Dernière mise à jour : 5 févr.

En juin 1943, un véritable tremblement de terre secoue le football français. Le Colonel Pascot, Commissaire aux Sports de Vichy a décidé d'interdire aux clubs le droit d'employer des joueurs professionnels pour réunir ces-derniers au sein d'équipes fédérales nouvellement créées. Chronique d'une saison en enfer pour le football hexagonal.

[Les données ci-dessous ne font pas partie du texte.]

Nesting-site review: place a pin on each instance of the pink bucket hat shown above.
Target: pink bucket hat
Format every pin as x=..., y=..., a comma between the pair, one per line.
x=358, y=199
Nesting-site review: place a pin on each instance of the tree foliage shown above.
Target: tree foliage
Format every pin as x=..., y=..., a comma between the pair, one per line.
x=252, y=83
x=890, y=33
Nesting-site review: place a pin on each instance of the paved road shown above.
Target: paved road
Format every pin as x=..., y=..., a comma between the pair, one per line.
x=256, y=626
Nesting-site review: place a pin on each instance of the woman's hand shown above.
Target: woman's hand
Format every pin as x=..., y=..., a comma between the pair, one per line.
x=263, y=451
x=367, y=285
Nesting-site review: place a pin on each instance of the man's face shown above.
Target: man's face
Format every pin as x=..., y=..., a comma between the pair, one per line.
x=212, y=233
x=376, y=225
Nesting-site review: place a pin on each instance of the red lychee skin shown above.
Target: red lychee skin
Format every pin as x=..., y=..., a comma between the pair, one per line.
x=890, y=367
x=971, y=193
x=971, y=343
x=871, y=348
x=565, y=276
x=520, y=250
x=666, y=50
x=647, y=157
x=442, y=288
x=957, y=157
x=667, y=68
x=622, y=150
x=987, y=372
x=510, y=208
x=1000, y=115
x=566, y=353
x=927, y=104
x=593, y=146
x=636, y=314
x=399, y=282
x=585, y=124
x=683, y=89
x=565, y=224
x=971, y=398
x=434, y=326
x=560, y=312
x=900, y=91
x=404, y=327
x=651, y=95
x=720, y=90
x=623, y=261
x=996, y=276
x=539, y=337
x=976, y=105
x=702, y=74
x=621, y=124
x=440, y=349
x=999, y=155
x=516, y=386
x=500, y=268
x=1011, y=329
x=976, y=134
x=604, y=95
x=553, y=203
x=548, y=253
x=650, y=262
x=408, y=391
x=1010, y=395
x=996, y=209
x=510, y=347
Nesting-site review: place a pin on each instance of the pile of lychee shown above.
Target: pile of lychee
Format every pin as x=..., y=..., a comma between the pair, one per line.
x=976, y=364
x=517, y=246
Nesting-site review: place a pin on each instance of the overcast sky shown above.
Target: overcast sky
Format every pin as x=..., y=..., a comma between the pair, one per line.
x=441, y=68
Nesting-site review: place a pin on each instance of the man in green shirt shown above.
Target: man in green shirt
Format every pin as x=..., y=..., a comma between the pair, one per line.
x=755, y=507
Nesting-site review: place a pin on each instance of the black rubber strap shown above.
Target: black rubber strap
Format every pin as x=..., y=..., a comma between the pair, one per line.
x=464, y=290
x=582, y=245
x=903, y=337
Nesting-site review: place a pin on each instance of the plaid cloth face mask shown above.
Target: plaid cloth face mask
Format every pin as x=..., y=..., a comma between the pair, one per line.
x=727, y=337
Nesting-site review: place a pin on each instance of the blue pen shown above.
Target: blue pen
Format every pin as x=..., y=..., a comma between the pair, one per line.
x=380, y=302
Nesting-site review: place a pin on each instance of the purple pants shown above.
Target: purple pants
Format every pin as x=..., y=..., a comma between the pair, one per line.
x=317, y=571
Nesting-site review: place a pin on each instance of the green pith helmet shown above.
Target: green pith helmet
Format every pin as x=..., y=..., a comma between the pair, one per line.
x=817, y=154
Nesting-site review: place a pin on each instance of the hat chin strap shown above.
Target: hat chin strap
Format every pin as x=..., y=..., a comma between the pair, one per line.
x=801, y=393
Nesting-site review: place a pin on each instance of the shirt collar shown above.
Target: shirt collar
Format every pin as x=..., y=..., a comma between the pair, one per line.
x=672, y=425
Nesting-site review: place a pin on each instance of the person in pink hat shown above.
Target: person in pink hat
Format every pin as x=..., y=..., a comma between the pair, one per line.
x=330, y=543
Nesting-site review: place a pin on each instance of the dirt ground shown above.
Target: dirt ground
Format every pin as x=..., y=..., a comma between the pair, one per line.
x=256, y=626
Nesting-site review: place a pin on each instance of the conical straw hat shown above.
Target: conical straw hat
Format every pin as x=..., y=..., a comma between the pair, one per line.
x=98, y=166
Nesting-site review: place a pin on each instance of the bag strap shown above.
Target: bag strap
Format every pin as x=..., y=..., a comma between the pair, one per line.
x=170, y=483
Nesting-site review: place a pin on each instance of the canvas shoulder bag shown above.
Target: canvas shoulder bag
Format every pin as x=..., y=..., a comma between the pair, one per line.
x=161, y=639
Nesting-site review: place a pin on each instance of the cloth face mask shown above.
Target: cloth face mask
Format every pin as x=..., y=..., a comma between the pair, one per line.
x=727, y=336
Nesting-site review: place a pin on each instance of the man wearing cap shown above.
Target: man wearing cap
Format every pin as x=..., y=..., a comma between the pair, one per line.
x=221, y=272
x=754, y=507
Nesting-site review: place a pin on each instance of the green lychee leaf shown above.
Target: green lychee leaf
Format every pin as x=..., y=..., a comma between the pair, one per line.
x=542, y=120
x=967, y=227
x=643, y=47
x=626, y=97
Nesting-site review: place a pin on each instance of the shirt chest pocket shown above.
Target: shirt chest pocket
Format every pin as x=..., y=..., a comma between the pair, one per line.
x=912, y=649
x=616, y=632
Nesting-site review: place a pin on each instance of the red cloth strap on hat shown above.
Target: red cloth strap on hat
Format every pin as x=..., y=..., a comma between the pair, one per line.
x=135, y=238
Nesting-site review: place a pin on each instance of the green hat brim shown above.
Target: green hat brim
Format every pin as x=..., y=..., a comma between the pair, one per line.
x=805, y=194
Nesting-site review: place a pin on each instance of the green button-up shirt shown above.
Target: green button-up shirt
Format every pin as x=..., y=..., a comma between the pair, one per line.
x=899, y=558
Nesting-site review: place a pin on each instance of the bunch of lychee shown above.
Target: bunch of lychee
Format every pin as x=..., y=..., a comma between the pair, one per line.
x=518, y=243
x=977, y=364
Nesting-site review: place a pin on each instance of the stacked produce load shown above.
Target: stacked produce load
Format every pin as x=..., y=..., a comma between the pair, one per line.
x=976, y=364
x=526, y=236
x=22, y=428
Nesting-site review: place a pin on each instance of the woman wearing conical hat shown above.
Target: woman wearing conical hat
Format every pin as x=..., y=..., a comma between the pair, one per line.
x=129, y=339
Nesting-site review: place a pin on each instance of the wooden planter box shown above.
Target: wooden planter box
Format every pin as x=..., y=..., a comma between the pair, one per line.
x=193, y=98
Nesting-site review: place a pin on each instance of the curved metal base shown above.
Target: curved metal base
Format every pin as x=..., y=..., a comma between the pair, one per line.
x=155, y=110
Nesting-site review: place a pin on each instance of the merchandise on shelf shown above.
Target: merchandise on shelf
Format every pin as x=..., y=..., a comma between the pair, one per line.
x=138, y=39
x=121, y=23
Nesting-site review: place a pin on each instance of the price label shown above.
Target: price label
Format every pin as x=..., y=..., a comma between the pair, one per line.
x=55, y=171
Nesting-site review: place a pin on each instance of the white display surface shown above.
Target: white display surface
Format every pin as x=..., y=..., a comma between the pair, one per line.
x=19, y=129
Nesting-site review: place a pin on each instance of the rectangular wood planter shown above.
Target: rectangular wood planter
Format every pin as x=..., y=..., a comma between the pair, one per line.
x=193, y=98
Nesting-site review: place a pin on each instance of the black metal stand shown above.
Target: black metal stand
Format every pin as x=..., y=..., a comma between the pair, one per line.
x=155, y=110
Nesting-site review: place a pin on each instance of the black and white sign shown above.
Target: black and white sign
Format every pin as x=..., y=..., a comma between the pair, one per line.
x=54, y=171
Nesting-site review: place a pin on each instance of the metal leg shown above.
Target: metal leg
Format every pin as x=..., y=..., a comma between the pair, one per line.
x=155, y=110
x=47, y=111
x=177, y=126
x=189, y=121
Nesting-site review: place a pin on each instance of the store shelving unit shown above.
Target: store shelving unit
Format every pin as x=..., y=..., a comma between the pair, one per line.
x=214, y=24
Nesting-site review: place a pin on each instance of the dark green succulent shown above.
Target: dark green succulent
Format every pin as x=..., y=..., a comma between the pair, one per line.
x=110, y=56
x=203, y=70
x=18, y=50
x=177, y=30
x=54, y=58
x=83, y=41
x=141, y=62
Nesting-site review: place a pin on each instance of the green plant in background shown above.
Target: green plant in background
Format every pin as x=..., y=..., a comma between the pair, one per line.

Le colonel Pascot entouré des joueurs bordelais (à gauche) et marseillais (à droite) lors de la finale de la Coupe de France 1943. Archives FFF

Vichy et le ballon rond


"Le football, c'était mieux avant". Cette phrase, tant entendue et rabâchée depuis toujours pourrait résumer le mode de pensée du régime de Vichy vis-à-vis du football. Aujourd'hui, par "avant", on a souvent tendance à penser "avant l'arrêt Bosman", époque où les équipes possédaient une identité locale importante du fait de la limitation du nombre d'étrangers par équipe. En 1940, au moment où le régime de Vichy est instauré, cet "avant" désigne l'époque précédant l'instauration du professionnalisme en 1932. En effet, pour le régime du Maréchal Pétain, le football et le sport en général, devaient être pratiqués avec désintéressement, le professionnalisme étant jugé immoral. Ainsi, dès le mois d'octobre 1940, le Commissaire Général à l'Education Générale et aux Sports de Vichy, l'ancien tennisman Jean Borotra, interdit purement et simplement le sport professionnel. Seuls trois sports sont épargnés : le cyclisme, la boxe et la pelote basque, pratiques dans lesquelles le professionnalisme est jugé essentiel à l'obtention de bons résultats à l'international. Pour le football, le cas est un peu particulier. Le professionnalisme faisant partie intégrante du football français depuis près de 10 ans, Vichy décide de laisser au ballon rond un sursis de trois ans, afin de lui laisser le temps d'assurer sa transition. Le rendez-vous est donc pris pour la saison 1943-1944.


La F.F.F. sous tutelle


Pendant trois années, le régime de Vichy va accentuer sa pression sur le football professionnel français. Si le soin est laissé à la F.F.F. d'organiser des championnats dans les trois principales zones en vigueur depuis la défaite de juin 1940, (à savoir la Zone Interdite au Nord-Pas-de-Calais, la Zone Occupée et la Zone Non Occupée), ainsi qu'une Coupe de France, les marges de manœuvre de la Fédération sont limitées. En effet, même si le sursis de trois ans apparaît quelque peu oublié dans un premier temps, le Commissariat aux Sports refroidit toute velléité de retour vers l'organisation d'avant-guerre. Pire encore, en mars 1942, Jean Borotra impose la nomination d'hommes de son Commissariat au sein du Comité Directeur de la F.F.F., ce qui provoque la démission du président emblématique de la F.F.F., Jules Rimet. Pour ne rien arranger, en avril 1942, Borotra cède sa place à l'ancien rugbyman Joseph Pascot, réputé bien plus autoritaire que l'ex-tennisman. Dès son arrivée, Pascot supprime les transferts et instaure la règle des "7+4" qui oblige les clubs à aligner au moins quatre amateurs au coup d'envoi de chaque match. La F.F.F., désormais réduite au simple rôle de subalterne du Commissariat ne bronche pas et applique les ordres. En mai 1943, son impuissance va être dévoilée au grand jour à l'occasion de la finale de la Coupe de France entre l'OM et Bordeaux. Alors que la rencontre doit être rejouée à la suite d'un résultat nul (2-2), la Fédération annonce la victoire de l'OM sur tapis vert à la suite d'un problème avec le joueur bordelais Nemeur, aligné face à l'OM alors qu'il n'était pas qualifié pour cette rencontre. Estimant qu'une finale doit se jouer sur le terrain, Pascot déjuge cette décision et ordonne que le match soit rejoué comme convenu. La F.F.F., impuissante, obéit et voit un homme politique déjuger l'une de ses décisions pour la première fois de son histoire...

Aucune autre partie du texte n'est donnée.